Developing community resilience remains a key priority for all areas, and voluntary, community and faith organisations are seen as an essential partner to reach and support the people most in danger of poor health. The voluntary and community sector is viewed as an essential strategic and delivery partner, not just in the cost of living pressures, but in the wider development of health and wellbeing strategies. However, areas were aware that it was important to maintain trust with the sector and communities it serves by supporting them in a fair and consistent way.

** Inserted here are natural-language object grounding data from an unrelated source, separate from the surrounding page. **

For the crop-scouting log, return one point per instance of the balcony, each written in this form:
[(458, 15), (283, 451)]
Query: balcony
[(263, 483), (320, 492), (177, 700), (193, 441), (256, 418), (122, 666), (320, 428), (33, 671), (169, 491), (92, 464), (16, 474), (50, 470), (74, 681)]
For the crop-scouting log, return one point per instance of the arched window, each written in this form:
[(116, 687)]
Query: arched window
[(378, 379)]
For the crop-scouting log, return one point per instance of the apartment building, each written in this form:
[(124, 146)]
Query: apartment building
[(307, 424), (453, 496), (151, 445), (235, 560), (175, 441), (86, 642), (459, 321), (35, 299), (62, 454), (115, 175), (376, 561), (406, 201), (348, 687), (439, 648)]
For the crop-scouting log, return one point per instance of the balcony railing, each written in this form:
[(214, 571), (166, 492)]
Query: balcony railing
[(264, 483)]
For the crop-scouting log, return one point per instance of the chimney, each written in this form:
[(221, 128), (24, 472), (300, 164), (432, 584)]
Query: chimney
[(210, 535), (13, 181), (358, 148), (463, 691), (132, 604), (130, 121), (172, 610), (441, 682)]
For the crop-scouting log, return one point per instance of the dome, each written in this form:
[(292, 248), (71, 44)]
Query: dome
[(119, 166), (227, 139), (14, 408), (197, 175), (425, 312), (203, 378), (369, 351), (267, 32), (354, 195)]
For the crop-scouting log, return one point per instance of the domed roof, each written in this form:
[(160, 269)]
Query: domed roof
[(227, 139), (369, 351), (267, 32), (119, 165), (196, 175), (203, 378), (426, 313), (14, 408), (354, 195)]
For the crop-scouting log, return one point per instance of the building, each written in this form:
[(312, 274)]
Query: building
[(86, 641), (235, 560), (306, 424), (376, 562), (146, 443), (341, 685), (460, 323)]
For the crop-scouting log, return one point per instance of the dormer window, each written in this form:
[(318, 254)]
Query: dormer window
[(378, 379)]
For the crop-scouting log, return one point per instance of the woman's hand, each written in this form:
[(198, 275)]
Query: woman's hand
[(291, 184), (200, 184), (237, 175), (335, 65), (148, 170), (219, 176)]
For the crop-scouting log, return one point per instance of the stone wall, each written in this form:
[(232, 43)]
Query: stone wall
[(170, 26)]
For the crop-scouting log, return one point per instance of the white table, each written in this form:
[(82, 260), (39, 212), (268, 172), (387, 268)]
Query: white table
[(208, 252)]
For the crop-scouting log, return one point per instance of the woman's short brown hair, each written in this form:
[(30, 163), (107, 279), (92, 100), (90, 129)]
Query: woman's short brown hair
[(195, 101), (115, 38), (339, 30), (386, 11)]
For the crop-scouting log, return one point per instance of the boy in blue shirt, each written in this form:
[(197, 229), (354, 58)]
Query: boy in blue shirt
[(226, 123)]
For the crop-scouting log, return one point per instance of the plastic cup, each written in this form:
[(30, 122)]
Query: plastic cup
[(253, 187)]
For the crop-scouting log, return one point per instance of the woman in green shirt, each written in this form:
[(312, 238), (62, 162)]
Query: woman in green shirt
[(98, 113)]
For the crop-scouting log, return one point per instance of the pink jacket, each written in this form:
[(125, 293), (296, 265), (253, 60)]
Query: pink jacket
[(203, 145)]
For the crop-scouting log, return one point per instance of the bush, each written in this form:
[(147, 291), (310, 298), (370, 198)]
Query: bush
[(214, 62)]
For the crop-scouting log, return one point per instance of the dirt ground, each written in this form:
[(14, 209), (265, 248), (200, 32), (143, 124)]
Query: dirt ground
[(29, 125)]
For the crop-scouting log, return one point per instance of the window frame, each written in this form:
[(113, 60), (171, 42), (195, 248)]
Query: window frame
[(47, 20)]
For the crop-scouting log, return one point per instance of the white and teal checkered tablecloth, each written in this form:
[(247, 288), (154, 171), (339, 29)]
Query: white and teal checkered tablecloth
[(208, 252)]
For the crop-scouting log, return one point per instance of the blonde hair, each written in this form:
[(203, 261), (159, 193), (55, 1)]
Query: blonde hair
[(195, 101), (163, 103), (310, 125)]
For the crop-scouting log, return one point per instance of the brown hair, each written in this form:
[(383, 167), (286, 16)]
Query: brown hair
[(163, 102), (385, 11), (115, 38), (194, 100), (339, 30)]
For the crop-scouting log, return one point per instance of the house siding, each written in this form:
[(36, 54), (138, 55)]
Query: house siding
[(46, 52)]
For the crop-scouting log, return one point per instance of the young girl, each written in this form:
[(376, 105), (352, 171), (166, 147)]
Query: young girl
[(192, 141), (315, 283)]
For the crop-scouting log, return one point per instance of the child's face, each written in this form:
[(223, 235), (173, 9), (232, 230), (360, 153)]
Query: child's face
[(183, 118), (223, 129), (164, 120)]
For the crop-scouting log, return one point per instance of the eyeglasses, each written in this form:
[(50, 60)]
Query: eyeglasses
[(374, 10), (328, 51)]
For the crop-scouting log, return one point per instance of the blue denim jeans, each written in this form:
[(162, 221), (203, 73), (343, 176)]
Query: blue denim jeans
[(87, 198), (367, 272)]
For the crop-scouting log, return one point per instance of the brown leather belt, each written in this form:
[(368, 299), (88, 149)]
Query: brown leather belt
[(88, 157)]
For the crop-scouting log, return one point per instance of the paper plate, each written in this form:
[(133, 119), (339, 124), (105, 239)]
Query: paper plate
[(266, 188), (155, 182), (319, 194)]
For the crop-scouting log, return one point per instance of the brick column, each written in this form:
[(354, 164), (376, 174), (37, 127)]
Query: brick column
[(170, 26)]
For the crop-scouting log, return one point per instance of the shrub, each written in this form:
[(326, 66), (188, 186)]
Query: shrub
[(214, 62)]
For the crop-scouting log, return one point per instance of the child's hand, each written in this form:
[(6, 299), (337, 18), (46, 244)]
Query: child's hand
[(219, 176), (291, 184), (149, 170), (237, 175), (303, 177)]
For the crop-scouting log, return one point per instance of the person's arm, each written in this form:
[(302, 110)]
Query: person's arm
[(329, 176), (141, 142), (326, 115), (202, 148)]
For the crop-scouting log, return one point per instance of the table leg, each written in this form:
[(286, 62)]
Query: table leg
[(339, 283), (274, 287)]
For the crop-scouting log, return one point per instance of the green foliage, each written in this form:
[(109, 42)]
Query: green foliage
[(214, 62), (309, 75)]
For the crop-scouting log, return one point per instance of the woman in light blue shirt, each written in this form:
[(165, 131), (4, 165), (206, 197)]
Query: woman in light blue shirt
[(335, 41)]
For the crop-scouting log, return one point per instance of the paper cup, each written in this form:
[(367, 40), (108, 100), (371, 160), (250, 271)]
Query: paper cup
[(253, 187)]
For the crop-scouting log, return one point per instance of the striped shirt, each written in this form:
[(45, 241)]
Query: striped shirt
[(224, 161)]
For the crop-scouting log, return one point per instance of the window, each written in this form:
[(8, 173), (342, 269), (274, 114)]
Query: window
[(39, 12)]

National changes that could make a difference
Contributors to the report were asked what national changes could better enable local government and partners to help people improve their health and to tackle health inequalities. Themes include the following:
- The link between health and prosperity needs to be explicitly understood at a national level. Public health has a role in developing a clear narrative on the link between education, work and health to influence the national agenda. Prosperity should not be mainly measured by economic growth but by a wide range of factors including health and wellbeing. This shift should be reflected in all national policies, decision-making and investment.
- Councils and public health need sufficient funding which can be used flexibly for local needs; they need longer-term settlements – at least five years.
- The national approach to funding should better recognise that some people are disproportionately vulnerable and that tackling inequalities requires more resources.
- Councils would benefit from greater freedoms, such as being able to establish local health and wellbeing criteria for licensing and planning decisions.
- There should be a clear national public health policy based on evidence-based policies in areas such as heath and prosperity, food and obesity, and smoking reduction.
- ICSs should be supported to work with local government on prevention and the wider determinants of health as well as NHS priorities.
- Public health should develop its advocacy and lobbying role to raise the profile of key issues in health and wellbeing.